Старики раздражаются, а иногда и приходят в отчаяние, когда не могут вспомнить имя человека или название вещи; им это представляется признаком упадка и немощи; подводит память — значит, что-то не в порядке. Но если поразмыслить, это происходит всегда: с детства память поступает по-своему, что-то припрятывает, а потом выдает по своему усмотрению, а то и в искаженном виде, когда мы в ней копаемся.
К шестидесяти годам в картотеке моей памяти в разделе «гомеопатия» не скопилось почти ничего существенного. Разве только упоминание о том, что простуду можно лечить холодом, и какие-то странные истории, неизвестно, где и когда слышанные.

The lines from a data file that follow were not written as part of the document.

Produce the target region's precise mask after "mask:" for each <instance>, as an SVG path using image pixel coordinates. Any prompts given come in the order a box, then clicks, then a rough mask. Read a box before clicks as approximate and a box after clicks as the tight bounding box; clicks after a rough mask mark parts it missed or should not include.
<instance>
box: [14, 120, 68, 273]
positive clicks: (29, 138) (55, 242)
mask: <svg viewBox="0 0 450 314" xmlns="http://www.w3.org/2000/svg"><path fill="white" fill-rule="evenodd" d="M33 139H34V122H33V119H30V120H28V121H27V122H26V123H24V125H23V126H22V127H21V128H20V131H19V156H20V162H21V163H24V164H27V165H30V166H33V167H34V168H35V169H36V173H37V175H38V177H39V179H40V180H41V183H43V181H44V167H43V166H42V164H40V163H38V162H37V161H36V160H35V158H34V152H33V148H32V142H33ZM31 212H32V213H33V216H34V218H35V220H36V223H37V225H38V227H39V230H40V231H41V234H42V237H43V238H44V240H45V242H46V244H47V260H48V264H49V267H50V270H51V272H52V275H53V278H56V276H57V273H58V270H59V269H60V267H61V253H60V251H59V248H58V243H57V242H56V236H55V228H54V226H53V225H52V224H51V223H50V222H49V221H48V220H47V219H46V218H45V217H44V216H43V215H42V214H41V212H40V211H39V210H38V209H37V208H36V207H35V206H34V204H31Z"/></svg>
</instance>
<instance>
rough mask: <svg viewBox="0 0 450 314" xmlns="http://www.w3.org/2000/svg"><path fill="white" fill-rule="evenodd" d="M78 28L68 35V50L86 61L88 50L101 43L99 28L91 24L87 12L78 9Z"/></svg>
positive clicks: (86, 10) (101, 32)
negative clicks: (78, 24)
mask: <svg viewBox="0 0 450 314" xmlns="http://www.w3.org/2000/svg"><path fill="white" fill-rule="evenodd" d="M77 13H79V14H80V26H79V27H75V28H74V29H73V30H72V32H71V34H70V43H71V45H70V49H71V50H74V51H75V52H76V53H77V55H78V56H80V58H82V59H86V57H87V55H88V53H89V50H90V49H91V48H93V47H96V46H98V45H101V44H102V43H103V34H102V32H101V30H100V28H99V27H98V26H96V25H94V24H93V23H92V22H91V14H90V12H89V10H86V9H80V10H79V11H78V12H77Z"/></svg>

Вот первая: у одной девушки депрессия, она избегает общества, предпочитая одиночество и высоту. Часто она взбирается на крышу и мечтает «улететь». Врачи не знают, что делать. Тогда ее приводят к гомеопату, и тот видит в этом стремлении скрытое родство с орлом. В зоопарке он просит каплю орлиной крови, разводит ее в литре воды, затем каплю этой смеси вновь разводит в литре воды и так много раз. А потом предписывает девушке ежедневно выпивать по нескольку капель этого раствора, в котором от орлиной крови не осталось ничего, кроме разве что памяти. Проходит немного времени, и девушка выздоравливает!